Justin Maxwell, acquired from the Washington Nationals prior to last season, is 28 years old, a year removed from Tommy John surgery and a .201 hitter in 122 major league games.
Should something happen to Curtis Granderson, Nick Swisher or Brett Gardner that keeps them out of the lineup for an extended period of time, the Yankees simply do not have a viable option to replace them.
Yoennis Cespedes is the man that gives the Yankees the best chance of winning should something like that occur.
The 2013 Free-Agent Class Is the Year of the Pitcher
Have you seen who the free-agent class of 2013 includes?

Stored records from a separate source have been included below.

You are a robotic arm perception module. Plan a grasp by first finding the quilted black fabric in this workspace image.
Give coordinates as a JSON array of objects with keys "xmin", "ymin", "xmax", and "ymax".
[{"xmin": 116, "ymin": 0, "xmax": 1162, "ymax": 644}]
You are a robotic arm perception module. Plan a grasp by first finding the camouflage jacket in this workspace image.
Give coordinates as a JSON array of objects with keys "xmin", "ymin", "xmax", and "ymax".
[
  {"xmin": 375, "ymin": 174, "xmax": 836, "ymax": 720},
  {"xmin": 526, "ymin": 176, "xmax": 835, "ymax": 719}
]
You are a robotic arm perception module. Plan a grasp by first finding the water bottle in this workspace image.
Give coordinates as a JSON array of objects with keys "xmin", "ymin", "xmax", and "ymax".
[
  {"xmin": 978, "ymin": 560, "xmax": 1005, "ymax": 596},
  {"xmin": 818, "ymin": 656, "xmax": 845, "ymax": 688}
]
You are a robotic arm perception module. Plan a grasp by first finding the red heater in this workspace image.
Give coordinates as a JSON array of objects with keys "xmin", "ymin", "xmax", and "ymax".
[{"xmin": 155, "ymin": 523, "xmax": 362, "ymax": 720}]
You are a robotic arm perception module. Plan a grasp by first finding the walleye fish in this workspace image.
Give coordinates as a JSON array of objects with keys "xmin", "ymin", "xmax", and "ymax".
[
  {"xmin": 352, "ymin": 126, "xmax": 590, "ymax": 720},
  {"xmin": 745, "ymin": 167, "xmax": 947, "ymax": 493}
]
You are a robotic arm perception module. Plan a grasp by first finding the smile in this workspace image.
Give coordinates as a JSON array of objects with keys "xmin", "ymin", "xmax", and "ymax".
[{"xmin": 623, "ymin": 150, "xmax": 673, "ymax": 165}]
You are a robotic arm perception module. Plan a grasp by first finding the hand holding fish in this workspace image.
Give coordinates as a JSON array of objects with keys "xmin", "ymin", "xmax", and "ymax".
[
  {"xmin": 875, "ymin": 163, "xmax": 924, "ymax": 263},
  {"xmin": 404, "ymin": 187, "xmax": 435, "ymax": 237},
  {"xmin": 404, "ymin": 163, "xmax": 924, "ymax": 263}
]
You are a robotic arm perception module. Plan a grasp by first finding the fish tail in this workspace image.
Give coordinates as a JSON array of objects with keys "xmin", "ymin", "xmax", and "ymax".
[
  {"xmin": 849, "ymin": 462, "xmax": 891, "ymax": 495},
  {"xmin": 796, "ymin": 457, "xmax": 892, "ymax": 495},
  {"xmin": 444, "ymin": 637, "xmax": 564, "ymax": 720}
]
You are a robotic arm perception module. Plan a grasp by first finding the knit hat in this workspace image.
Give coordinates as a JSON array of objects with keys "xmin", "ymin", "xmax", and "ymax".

I'm just talking about starting pitchers.
There are probably 15-to-20 starters that the Yankees could have genuine interest in, that is how deep it is.
The big ticket items, of course, include Matt Cain, John Danks, Gavin Floyd, Zack Greinke, Cole Hamels, Francisco Liriano and Shawn Marcum.
That doesn't include guys like James Shields, Dan Haren, Ervin Santana and Jake Peavy, players whose current teams may or may not exercise fairly expensive options on them.
My point is that while the outfielders on the market are intriguing in their own right—a list including BJ Upton, Josh Hamilton, Andre Ethier and Ichiro—the Yankees will likely focus their time and money on pitching in 2013.
Nick Swisher Is Not the Future
I like Nick Swisher, and I am not "attacking" him because of his continued disappearing act in the postseason.
He is a great teammate and I think he genuinely loves being a Yankee. It's entirely possible that the man bleeds pinstripes.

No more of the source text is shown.